November 27, 2014

Thanksgiving Aroma

We are having a smoked turkey for Thanksgiving, thanks to the efforts of my son, Troy. While I appreciate not having to cook, I must confess I miss the smell of the Thanksgiving Day feast baking for hours in the oven. I'm reminded of the consecration of the priests, when Aaron and his sons were given specific directions for the slaughter and dissection of a ram that was to be sacrifice to the Lord. “Then burn the entire ram on the altar. It is a burnt offering to the LORD, a pleasing aroma, an offering made to the LORD by fire” (Ex 29:18 NIV). As believers we still make sacrifices to the Lord, but I wonder how many of those sacrifices have actually gone through the fire and produced a pleasing aroma to the Lord.

1 comment:

Steve Corey said...

Gail;

-----Interesting analogy you make, the association of the altar fire with the sacrifices we make to the Lord. I would wonder what on earth you mean, since the Bible makes no such association with the sacrifices it portrays us as being and making. Paul merely tells us to offer our bodies as a living sacrifice and Peter speaks of us as being a holy priesthood making spiritual sacrifices to God. Of course, the concept of sacrifice set in religious contexts is commonly bound to the altar fire consuming it and sending it to God in the form of smoke.

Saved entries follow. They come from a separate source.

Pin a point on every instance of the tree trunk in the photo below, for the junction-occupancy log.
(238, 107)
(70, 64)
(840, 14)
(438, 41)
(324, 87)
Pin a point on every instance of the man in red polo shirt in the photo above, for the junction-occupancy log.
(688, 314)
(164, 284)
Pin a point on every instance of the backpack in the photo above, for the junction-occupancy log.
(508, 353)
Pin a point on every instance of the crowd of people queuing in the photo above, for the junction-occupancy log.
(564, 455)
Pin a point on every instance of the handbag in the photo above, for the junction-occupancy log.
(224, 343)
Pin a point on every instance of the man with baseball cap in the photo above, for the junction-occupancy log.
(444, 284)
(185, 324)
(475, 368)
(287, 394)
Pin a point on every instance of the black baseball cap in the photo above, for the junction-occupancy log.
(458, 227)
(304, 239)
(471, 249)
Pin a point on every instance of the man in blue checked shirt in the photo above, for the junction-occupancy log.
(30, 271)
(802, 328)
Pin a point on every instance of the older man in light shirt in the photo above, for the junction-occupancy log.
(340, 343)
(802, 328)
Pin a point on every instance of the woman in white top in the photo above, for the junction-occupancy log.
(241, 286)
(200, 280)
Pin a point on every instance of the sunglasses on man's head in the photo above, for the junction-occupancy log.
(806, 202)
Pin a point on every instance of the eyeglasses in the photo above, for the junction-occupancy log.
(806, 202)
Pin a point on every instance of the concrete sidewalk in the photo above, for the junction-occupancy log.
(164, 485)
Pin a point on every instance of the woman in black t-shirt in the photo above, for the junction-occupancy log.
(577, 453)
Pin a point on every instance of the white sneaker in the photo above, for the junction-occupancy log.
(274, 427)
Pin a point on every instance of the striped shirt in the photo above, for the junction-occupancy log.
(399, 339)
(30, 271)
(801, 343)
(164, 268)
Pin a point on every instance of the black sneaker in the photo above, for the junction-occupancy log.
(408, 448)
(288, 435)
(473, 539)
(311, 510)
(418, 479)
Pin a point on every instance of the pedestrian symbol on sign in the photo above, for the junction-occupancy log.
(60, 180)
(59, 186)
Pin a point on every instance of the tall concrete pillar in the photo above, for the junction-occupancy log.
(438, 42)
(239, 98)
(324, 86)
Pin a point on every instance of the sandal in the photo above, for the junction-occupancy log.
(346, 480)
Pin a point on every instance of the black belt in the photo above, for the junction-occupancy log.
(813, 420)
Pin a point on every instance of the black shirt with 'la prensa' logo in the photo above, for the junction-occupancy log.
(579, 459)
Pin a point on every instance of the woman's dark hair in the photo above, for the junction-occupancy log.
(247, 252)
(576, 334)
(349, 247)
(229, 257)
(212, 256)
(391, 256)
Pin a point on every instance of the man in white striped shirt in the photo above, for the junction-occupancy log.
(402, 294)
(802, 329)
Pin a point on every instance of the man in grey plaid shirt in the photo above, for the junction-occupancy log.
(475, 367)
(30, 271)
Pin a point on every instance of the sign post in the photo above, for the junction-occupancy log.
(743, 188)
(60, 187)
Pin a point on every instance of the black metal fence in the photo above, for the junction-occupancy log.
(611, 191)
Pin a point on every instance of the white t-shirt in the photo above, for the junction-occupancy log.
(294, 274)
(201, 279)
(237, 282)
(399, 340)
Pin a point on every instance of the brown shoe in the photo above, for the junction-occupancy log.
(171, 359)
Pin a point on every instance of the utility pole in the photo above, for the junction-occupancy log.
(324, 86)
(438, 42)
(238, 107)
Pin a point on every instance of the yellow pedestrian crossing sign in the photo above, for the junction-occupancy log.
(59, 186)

I can easily see the concept of giving up what’s mine to serve God’s purpose in Paul and Peter’s use of the term. But I see no smoke or fire in those analogies.
-----But there’s another book to be read within the Bible’s meanings. You can call it the Book of Stuff, or whatever, but it is simply the reality we live in, the things there, the happenings, etc. Reality is full of fire. I don’t think I need to expound. Everyone feels the heat of many tragedies in their lives and the lives of those they love. Sometimes tragedies are so profound we feel them even though we don’t know those to whom they’ve happened, like the little Muslim girl shot in the face for going to school. And life is filled with simple heartbreaks and difficulties and perplexities like little brush fires burning here and there and yon everywhere you go. Maybe the Bible doesn’t express life’s miseries as fire, I don’t know, maybe it does somewhere. But we all read of the fires of life in the Book of Stuff, and even more, we all write them into the Book of Stuff with our own experiences.
-----“Do not neglect to do good and to share what you have, for such sacrifices are pleasing to God.” (Heb 13:16) But, sacrifices made in the flames of tragedy, I presume, send profoundly pleasing aromas to God. I don’t know if this is what you meant. But it not only makes sense to me, the Bible seems to expound upon it a bit, even. Asaph stated in the Psalms the sacrifice of thanksgiving was desired by God, for God owns all the cattle and other yummy things to eat; so He can just go to the cupboard and get one whenever He’s hungry; He doesn’t need our sacrificial bulls to satisfy His munchies (Ps 50:9-14.) Then Paul does the audacious in telling us to be “always and for everything giving thanks in the name of our Lord Jesus Christ to God the Father.” (Eph 5:20) He’s telling us to give thanks for the fires burning up our pant-legs! And being our sacrifices, according to Asaph anyway, then quite often our thanksgiving to God will smell like the smoke of the fires for which they‘re given.
-----Thanksgiving is somehow an acknowledgment of good with an emotional attachment. It perceives the subject of the thanks as an element of something transcending our own awareness at the moment, of something more valuable than the things and thrills of life we attach to ourselves. To give thanks for the smoky, burning things doing us damage, as we presently perceive it, is to admit that the reality of our lives as known by God are always more refined, better defined, and indelibly tied into His kingdom. That is a welcome frame of mind in the heat of tragedy. And it invariably leads to the sacrifice of praise then given to the acknowledged, loving God.